BC Calculus Mixed Integration Practice
- Class: 5H: BC Calculus
- Author: Peter Atlas
- Text: Calculus Finney, Demana, Waits, Kennedy
The problems in this worksheet may or may not involve techniques learned in chapter 8. Calculator Inactive.
- \( \displaystyle \int sin^{-1}(x) \, dx = \)
- \( \displaystyle \left( 1 - x^2 \right) ^{-\frac{1}{2}} + C \)
- \( \displaystyle x\sin^{-1}{x} + \left( 1 - x^2 \right) ^{\frac{1}{2}} + C \)
- \( \displaystyle x\sin^{-1}{x} + \frac{1}{2} \left( 1 - x^2 \right) ^{\frac{1}{2}} + C \)
- \( \displaystyle x\sin^{-1}{x} - \left( 1 - x^2 \right) ^{\frac{1}{2}} + C \)
- \( \displaystyle x\sin^{-1}{x} + \frac{1}{2} \ln { \left| 1 - x^2 \right|} + C \)
Solution
B
- \( \displaystyle \int_2^3 \frac{dx}{x^2 - 1} = \)

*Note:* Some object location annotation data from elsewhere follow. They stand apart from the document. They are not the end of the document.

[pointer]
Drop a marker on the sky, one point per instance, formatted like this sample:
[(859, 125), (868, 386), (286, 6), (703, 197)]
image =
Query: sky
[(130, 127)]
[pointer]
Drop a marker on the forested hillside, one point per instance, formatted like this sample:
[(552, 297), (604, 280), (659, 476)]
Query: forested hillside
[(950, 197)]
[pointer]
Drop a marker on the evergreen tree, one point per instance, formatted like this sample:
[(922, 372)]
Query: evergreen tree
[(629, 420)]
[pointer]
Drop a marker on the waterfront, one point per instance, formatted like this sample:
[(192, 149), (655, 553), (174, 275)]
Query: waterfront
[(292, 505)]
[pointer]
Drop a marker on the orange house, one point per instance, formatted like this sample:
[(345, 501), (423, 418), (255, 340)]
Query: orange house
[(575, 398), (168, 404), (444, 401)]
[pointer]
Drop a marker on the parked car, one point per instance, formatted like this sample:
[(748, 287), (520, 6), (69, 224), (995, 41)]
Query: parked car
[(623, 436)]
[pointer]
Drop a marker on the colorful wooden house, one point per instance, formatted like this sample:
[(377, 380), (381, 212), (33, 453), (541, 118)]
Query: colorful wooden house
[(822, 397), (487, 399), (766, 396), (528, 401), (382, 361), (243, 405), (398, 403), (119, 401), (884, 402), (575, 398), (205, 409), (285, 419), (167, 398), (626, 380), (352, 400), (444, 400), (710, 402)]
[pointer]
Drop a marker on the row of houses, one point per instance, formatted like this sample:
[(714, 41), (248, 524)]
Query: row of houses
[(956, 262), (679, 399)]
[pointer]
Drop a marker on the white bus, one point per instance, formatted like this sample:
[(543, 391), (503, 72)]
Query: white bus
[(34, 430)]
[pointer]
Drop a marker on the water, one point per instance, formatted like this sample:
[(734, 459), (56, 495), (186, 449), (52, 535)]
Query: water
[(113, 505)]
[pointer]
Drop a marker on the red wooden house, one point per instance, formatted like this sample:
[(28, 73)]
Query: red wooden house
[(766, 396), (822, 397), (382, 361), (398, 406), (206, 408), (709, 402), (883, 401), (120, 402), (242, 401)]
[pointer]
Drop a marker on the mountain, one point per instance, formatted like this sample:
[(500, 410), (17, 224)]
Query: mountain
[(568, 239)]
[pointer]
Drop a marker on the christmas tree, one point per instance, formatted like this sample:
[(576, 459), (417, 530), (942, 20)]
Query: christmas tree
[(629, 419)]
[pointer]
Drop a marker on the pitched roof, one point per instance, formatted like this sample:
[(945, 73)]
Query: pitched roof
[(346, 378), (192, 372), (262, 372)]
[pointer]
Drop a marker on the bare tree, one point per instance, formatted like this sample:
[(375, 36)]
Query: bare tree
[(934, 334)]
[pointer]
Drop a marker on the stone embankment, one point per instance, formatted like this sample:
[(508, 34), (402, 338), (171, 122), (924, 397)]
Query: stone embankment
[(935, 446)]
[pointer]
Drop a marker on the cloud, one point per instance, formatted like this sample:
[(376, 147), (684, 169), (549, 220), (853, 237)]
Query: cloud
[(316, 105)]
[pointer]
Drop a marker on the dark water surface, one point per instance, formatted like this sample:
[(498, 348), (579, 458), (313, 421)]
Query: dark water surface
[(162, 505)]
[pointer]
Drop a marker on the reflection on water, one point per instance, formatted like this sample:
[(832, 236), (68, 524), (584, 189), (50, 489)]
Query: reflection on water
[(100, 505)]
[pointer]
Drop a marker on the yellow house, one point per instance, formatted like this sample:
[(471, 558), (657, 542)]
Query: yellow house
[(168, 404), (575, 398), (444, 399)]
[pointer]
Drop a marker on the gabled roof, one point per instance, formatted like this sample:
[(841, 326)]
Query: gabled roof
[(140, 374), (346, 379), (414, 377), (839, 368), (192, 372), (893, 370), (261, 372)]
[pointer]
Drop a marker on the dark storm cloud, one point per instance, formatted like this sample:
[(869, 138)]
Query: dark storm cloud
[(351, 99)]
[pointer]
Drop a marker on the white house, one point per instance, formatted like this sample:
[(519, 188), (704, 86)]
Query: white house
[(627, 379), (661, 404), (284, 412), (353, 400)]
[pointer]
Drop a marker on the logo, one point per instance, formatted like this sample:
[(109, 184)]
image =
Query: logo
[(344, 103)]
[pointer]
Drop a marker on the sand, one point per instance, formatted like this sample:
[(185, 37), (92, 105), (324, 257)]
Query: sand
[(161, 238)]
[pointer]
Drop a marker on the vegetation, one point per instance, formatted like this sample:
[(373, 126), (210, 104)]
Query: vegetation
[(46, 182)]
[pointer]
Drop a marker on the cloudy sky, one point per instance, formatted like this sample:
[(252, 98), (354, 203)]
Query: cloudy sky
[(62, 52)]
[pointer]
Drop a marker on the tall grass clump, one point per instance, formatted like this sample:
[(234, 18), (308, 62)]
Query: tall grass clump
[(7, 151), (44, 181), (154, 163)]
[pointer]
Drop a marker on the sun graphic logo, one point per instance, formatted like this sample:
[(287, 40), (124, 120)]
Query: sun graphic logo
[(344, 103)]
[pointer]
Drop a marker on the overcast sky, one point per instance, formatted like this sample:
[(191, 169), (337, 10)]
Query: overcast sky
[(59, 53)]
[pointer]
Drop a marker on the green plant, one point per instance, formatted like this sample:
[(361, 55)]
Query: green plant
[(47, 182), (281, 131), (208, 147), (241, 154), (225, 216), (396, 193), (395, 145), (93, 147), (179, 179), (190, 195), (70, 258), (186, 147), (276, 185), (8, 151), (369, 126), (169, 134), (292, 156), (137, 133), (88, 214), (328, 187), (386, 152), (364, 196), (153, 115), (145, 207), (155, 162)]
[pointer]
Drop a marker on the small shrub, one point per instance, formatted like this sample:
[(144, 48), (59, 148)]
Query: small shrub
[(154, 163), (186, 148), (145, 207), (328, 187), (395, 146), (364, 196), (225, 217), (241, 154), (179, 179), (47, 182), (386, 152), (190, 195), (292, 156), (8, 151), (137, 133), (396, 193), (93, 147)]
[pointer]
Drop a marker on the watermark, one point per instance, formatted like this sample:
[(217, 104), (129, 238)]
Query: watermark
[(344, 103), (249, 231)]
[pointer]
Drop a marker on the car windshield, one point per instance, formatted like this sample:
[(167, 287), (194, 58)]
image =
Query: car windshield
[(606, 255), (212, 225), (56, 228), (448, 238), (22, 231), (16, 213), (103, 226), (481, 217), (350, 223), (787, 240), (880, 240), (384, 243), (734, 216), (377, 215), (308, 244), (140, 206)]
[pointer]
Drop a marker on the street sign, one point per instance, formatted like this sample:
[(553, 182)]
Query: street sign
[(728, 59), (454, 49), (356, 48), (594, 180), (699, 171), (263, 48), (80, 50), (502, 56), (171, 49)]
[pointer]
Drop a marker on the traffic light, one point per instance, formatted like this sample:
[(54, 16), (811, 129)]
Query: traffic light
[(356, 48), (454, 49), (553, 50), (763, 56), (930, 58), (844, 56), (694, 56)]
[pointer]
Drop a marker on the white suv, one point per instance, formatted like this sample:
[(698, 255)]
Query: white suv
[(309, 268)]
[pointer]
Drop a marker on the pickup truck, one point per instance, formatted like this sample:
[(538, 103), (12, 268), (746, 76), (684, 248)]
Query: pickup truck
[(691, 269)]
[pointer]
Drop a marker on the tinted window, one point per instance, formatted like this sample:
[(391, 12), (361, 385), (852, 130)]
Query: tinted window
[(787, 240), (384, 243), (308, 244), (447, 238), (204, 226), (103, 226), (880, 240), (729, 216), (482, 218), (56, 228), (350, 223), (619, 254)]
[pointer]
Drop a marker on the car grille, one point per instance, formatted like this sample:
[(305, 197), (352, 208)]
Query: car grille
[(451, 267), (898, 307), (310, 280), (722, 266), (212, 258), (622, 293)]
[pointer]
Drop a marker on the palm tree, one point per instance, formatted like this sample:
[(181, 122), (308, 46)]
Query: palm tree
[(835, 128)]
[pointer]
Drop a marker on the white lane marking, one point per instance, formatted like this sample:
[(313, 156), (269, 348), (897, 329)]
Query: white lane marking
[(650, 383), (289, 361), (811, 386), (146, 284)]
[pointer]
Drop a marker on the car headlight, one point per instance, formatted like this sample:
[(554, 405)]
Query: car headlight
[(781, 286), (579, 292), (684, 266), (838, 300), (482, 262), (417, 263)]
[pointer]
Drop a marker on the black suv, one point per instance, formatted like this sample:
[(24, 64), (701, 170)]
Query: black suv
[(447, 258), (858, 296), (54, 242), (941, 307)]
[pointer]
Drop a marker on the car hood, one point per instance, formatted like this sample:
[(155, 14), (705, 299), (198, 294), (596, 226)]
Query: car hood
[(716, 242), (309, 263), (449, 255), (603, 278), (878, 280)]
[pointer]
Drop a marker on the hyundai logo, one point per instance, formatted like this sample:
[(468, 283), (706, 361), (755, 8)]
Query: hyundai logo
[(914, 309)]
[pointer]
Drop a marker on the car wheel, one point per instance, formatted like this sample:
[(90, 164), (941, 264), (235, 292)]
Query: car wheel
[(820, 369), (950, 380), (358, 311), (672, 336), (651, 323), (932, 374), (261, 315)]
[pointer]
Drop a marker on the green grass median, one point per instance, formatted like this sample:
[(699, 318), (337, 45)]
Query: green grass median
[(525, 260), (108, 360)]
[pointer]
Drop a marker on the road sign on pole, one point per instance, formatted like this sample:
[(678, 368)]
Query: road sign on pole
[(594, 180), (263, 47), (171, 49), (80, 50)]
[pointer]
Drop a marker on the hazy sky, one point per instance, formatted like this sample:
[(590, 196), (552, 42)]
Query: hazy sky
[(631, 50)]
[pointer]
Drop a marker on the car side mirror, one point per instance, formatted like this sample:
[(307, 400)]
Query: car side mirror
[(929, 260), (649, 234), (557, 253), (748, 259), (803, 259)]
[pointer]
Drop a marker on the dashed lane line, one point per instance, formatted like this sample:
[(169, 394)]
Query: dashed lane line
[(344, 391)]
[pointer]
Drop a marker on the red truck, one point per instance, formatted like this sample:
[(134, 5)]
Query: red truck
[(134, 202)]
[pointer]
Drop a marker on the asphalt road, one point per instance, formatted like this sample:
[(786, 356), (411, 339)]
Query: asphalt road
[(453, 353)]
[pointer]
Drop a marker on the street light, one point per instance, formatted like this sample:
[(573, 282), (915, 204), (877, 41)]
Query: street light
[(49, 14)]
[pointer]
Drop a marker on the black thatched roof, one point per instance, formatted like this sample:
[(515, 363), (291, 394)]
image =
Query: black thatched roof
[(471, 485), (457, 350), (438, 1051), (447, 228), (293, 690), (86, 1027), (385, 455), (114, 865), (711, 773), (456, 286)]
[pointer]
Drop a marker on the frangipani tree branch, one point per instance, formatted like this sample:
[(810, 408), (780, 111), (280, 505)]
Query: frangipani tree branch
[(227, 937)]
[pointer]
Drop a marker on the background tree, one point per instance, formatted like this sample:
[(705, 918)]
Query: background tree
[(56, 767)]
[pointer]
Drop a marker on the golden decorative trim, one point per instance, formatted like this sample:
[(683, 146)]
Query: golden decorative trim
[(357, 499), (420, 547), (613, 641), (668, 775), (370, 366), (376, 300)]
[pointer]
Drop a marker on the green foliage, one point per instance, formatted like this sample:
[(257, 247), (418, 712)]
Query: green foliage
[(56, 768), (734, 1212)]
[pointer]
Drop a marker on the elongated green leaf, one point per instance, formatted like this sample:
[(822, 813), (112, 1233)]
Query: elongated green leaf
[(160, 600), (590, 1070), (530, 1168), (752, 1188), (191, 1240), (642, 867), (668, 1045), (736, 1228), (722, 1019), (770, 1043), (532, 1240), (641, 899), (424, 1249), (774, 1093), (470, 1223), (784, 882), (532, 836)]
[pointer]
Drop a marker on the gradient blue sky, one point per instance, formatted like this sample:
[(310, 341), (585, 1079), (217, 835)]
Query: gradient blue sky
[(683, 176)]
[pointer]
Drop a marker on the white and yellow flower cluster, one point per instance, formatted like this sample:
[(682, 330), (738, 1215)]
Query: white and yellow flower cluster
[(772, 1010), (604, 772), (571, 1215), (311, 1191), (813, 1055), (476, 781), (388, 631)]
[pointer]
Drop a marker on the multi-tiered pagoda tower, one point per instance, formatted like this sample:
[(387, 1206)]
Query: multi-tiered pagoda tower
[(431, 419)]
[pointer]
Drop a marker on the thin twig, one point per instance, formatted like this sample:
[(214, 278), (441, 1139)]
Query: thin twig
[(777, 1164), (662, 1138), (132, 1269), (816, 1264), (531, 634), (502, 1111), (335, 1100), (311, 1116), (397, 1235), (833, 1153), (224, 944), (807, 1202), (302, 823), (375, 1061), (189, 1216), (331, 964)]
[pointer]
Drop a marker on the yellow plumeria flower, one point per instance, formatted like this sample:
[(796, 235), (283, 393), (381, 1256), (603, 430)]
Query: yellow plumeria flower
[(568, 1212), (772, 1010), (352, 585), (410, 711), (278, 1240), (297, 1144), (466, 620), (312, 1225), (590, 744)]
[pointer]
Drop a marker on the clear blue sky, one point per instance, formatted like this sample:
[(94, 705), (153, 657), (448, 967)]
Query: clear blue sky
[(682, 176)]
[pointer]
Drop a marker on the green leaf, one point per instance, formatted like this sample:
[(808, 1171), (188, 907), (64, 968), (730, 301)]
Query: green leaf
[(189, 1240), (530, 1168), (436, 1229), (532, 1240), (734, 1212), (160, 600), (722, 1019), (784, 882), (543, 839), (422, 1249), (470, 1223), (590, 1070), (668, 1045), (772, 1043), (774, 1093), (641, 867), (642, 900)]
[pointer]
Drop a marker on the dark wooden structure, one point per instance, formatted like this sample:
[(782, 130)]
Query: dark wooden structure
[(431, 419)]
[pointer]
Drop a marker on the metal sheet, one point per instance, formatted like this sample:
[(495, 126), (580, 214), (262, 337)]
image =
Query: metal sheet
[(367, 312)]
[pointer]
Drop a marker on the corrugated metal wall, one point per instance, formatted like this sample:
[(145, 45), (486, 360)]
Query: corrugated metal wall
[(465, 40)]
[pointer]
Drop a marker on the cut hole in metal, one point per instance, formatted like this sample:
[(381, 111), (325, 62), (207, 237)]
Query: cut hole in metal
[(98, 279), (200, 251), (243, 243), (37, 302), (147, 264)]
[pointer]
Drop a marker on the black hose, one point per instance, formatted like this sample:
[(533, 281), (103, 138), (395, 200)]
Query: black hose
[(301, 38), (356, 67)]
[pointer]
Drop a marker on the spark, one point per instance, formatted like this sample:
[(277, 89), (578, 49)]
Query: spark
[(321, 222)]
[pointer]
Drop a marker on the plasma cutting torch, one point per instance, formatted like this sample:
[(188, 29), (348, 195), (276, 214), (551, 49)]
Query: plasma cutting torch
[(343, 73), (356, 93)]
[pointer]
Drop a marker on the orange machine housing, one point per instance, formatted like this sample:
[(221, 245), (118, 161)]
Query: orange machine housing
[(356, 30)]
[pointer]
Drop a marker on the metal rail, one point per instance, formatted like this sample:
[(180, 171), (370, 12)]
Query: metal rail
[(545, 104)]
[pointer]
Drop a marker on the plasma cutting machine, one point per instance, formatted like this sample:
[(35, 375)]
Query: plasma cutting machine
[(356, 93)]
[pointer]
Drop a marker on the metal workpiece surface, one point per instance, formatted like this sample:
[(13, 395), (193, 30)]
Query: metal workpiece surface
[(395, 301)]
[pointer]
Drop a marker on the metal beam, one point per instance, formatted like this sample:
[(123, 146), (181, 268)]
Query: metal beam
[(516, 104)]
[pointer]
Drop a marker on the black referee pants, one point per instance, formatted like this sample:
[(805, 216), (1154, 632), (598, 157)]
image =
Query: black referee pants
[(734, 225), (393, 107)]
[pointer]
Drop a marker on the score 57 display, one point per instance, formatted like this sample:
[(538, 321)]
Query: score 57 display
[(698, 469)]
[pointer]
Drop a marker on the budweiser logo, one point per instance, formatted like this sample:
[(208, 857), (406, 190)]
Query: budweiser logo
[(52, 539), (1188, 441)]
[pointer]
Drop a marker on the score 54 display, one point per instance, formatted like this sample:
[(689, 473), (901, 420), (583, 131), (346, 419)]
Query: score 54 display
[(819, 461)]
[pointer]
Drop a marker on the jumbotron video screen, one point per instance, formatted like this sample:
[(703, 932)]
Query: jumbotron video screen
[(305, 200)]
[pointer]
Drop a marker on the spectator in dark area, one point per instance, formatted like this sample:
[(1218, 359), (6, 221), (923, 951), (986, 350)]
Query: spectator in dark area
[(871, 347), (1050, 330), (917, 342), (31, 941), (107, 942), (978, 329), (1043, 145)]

- \( \displaystyle \frac{1}{2} \ln { \frac{2}{3}} \)
- \( \displaystyle \frac{1}{2} \ln { \frac{3}{2} } \)
- \( \displaystyle \ln { \frac{3}{2}} \)
- \( \displaystyle \ln { \frac{2}{3} } \)
- \( \displaystyle 2 \ln { \frac{3}{2}} \)
Solution
B
- Find the area bounded by \( \displaystyle f(x) = \frac{1}{x(2 - x)}\) and the x-axis on the interval [3, 5].
- \( \displaystyle \frac{1}{2} \ln { \frac{5}{9}} \)
- \( \displaystyle \ln { \frac{5}{9}} \)
- \( \displaystyle \ln { \frac{3}{\sqrt{5}} } \)
- \( \displaystyle \ln { \frac{9}{5} } \)
- \( \displaystyle \frac{1}{2} \ln {12} \)
Solution
C
- \( \displaystyle \int_4^6 \frac{x - 1}{x^2- 4} \, dx =\)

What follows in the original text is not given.